The UK’s Information Commissioner’s Office (ICO), a data protection watchdog, has confirmed that they are investigating the patient data sharing deal between the NHS and Google DeepMind following at least one complaint having been filed by the general public.
In April 2016, science and technology publication New Scientist revealed the existence of the arrangement between the NHS and Google DeepMind to share healthcare data on 1.6 million patients who pass through three London hospitals run by the Royal Free NHS Trust. Since then many privacy experts have voiced their concerns about data protection and potential privacy breaches.
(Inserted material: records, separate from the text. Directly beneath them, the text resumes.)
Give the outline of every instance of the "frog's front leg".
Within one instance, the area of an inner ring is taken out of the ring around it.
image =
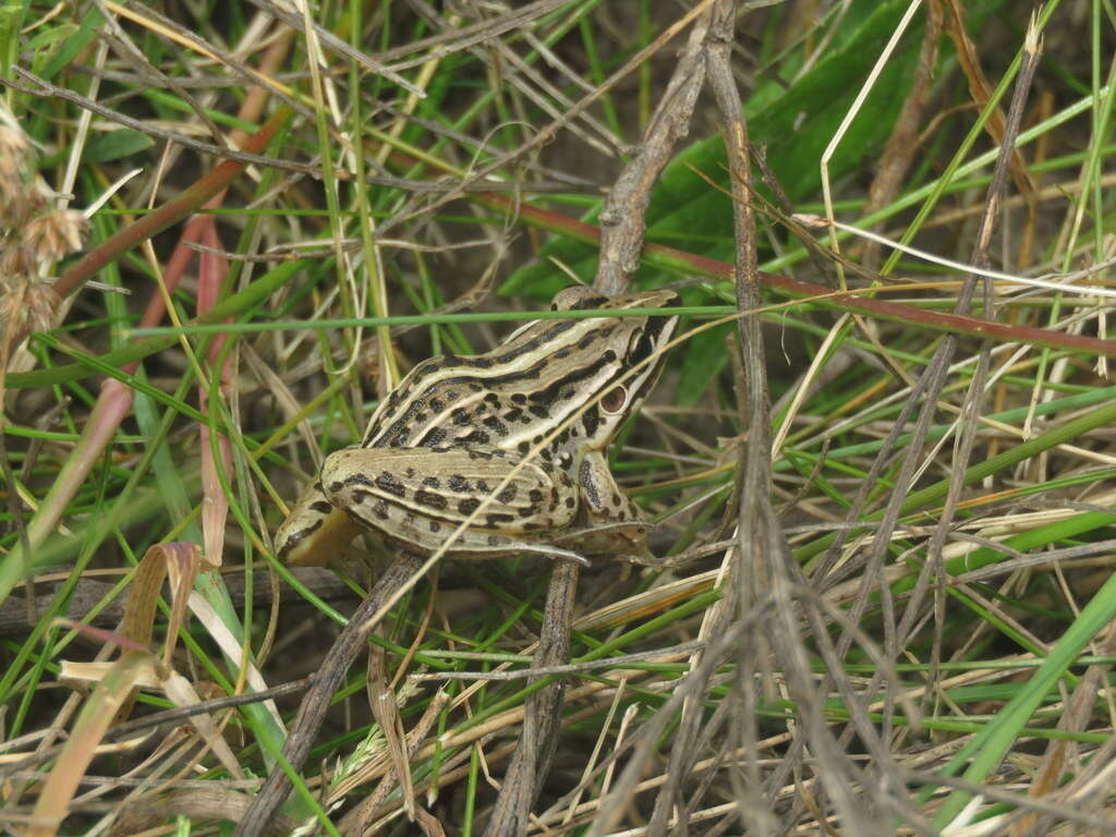
[[[560,542],[577,540],[587,554],[614,554],[637,564],[657,564],[647,549],[652,525],[624,492],[600,451],[586,451],[577,464],[581,516]]]
[[[555,546],[577,514],[578,491],[548,462],[494,448],[349,448],[326,459],[320,484],[333,507],[402,547],[440,549],[487,500],[449,556],[531,551],[584,560]]]
[[[324,567],[360,533],[360,525],[329,502],[320,482],[310,483],[276,530],[276,555],[287,564]]]

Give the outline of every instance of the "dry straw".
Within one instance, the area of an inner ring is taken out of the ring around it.
[[[0,108],[0,325],[4,331],[55,325],[50,287],[59,259],[81,248],[80,212],[66,209],[36,171],[35,147]]]

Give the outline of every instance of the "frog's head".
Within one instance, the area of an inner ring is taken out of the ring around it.
[[[589,288],[567,288],[555,297],[555,310],[631,310],[679,304],[670,290],[604,297]],[[637,412],[663,371],[663,347],[674,335],[677,316],[602,317],[580,320],[580,337],[567,340],[568,381],[562,401],[588,403],[569,430],[567,450],[602,450],[629,415]],[[573,395],[579,393],[580,397]],[[573,395],[573,397],[571,397]]]

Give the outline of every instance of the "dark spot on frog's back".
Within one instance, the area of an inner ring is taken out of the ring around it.
[[[608,305],[607,297],[583,297],[569,307],[571,311],[579,311],[583,308],[603,308]]]
[[[391,471],[381,472],[379,477],[376,478],[376,488],[395,497],[405,497],[407,493],[403,483],[400,482],[398,478]]]
[[[416,448],[437,448],[445,441],[446,432],[442,427],[434,427],[429,433],[426,433],[421,440]]]
[[[597,427],[600,426],[600,413],[597,411],[596,404],[585,411],[585,415],[581,416],[581,424],[585,426],[585,435],[591,439],[597,432]]]
[[[433,491],[423,491],[422,489],[415,491],[415,502],[420,506],[425,506],[427,509],[441,510],[446,506],[446,499],[444,496]]]

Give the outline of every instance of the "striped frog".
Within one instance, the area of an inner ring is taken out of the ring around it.
[[[676,300],[667,290],[607,298],[573,287],[551,309]],[[606,451],[658,378],[677,319],[535,320],[483,355],[419,364],[379,404],[364,441],[326,458],[276,532],[279,556],[324,565],[362,531],[429,556],[488,499],[449,557],[648,557],[650,525]]]

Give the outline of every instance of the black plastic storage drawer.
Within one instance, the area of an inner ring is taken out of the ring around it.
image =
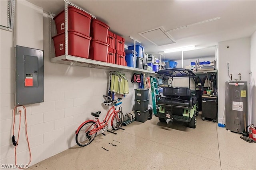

The publication provided a link to an eight-page document describing the important details of the arrangement. The document reveals that page 5 of the contract states that there is no requirement for the information that is shared with DeepMind to be anonymised, because it is being held for “direct patient care purposes”. This means that DeepMind could potentially be putting patient privacy at risk as researchers access the data.
Additionally, the arrangement allows for DeepMind to gain access to patient information that is outside the scope of the research, which is limited to information on kidney failure.
Meanwhile the UK Data Protection Act states that the collection of personal information must be “adequate, relevant, and not excessive”.
Google have defended the arrangement by saying that since there is no separate NHS dataset for people with kidney conditions, it needed access to all of the data in order for the research programme to run effectively.
“We are working with clinicians at the Royal Free to understand how technology can best help clinicians recognise patient deterioration – in this case acute kidney injury (AKI),” said DeepMind Co-founder, Mustafa Suleyman.
In addition, a follow-up Q&A document, published on the Royal Free website, addresses some data protection concerns: “All information sent to and processed by DeepMind is encrypted both in transit to, and at rest within, the DeepMind Health cluster.”
“We have, and will always, hold ourselves to the highest possible standards of patient data protection. This data will only ever be used for the purposes of improving healthcare and will never be linked with Google accounts or products,” said Suleyman.